Maximum Bob is an American comedy-drama television series that aired on ABC from August 4 until September 15, 1998. Starring Beau Bridges, the show was based on Elmore Leonard's 1991 novel of the same name.

==Premise==
The series centered on Bob Gibbs (played by Bridges), an ultra right-wing judge known for giving the maximum sentence to defendants. Other characters included the judge's psychic wife Leanne (Kiersten Warren) who channels the spirit of a young slave girl named Wanda Grace (Rae'Ven Larrymore Kelly); a widower sheriff with a knack for ballroom dancing; and Kathy Baker, a comely spitfire public defender (Liz Vassey) from Miami.
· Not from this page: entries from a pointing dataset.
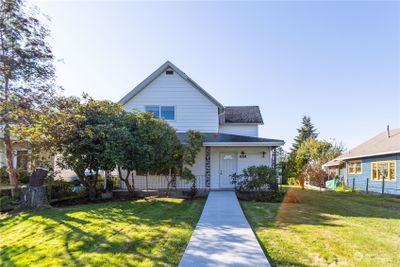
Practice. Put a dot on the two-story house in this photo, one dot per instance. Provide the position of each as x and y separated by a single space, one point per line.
231 142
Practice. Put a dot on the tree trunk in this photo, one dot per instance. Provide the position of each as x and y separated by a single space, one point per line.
131 188
34 196
9 157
The storylines served mainly to introduce the cast of eccentric characters, and were set in the fictional backwoods Florida town of Deepwater.
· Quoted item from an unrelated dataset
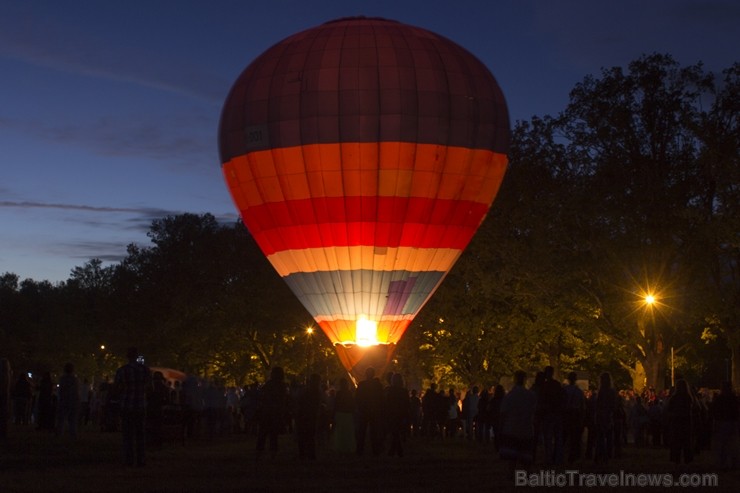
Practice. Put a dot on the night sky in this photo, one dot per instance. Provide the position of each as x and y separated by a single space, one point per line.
109 110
Judge Gibbs's young wife performed in a mermaid show until she nearly lost her life to an alligator, after which she abruptly retired from the business and can no longer even go in her swimming pool. Baker comes to Deepwater on a case and becomes a romantic target for the local sheriff, as well as a potential conquest for the always lustful judge. The show also includes a family of inbred, myopic, dysfunctional people with a criminal bent.

==Cast==

- Beau Bridges as Judge Bob Gibbs
- Liz Vassey as Kathy Baker
- Sam Robards as Sheriff Gary Hammond
- Kiersten Warren as Leanne Lancaster
- Rae'Ven Larrymore Kelly as Wanda Grace

==Episodes==

| No. | Title | Directed by | Written by | Original release date | Prod. code |
| 1 | "Pilot" | Barry Sonnenfeld | Alex Gansa | August 4, 1998 | 475130 |
Public defender Kathy Baker visits the small Florida town of Deepwater to defend a young client being used as a pawn by a politically minded judge. She stumbles onto the town's many peculiarities including a criminally minded backwoods family, an abusive deputy, alligators running rampant, and a crazed environmentalist, all presided over by an eccentric judge, "Maximum" Bob Gibbs.
| 2 | "Wandalust" | John David Coles | Story by : Alex Gansa & Topper Lilien Teleplay by : Alex Gansa | August 11, 1998 | 467201 |
Bob "borrows" a convict from the prison to serve as his personal gardener, leading to problems when Wanda Grace chooses him to be her first love. Leanne willingly donates her body for Wanda's use. Bob bursts in, leading to a large manhunt and a kidnapped baby.
| 3 | "Bay of Big's" | Marc Buckland | Theresa Rebeck | August 18, 1998 | 467203 |
Bob enjoys the satisfaction when he busts he ex-wife Rosellen for smuggling Cuban cigars into the country. His satisfaction is short-lived when two federal agents arrive, claiming that Rosellen is a federal operative. Determined to get to the bottom of things, Bob spies on Rosellen and in the process gets captured and held hostage by Cuban Freedom Fighters. Meanwhile, in another part of Deepwater, Kathy and Sheriff Hammond practice for an upcoming dance contest.
| 4 | "A Little Tail" | Todd Holland | Molly Newman | August 25, 1998 | 467204 |
Kathy represents a man being refused a job as a mermaid. Dirk and Bogart Crowe refuse to return their pet manatee to its rightful owner. Kathy represents her estranged husband Kevin after he is brought before Judge Gibbs for traffic violations. Kevin tries to convince Kathy he is a changed man.
| 5 | "Good Dog Karl" | Elodie Keene | Rick Cleveland | September 1, 1998 | 467205 |
Kathy befriends a dog that saved her life. Meanwhile, the whole town is up in arms over a beast of some sort that attacked a young woman, biting off three fingers. According to witnesses (the Crowe family) the beast was either a Gatorman or the Okeechobee Wolfman. Judge Gibbs hires an exorcist to cast out Wanda Grace.
| 6 | "Dead Babe Walking" | Félix Enríquez Alcalá | Story by : Rick Kellard & Bob Comfort Teleplay by : Rick Kellard | September 8, 1998 | 467202 |
Bob falls for Angelyne, a born-again death row inmate. After 'Old Sparky' blows a fuse, Bob works with Kathy to find a way to let the prisoner off the hook. Meanwhile, Inez Crowe comes to work as Leanne's personal aide.
| 7 | "Once Bitten..." | Kenneth Fink | Roger Garrett | September 15, 1998 | 467206 |
Judge Gibbs' gubernatorial campaign is temporarily derailed by allegations of sexual assault leveled by a former intern. Elvin Crowe and Sheriff Gary hunt down Sonny and another convict after the two break out of prison.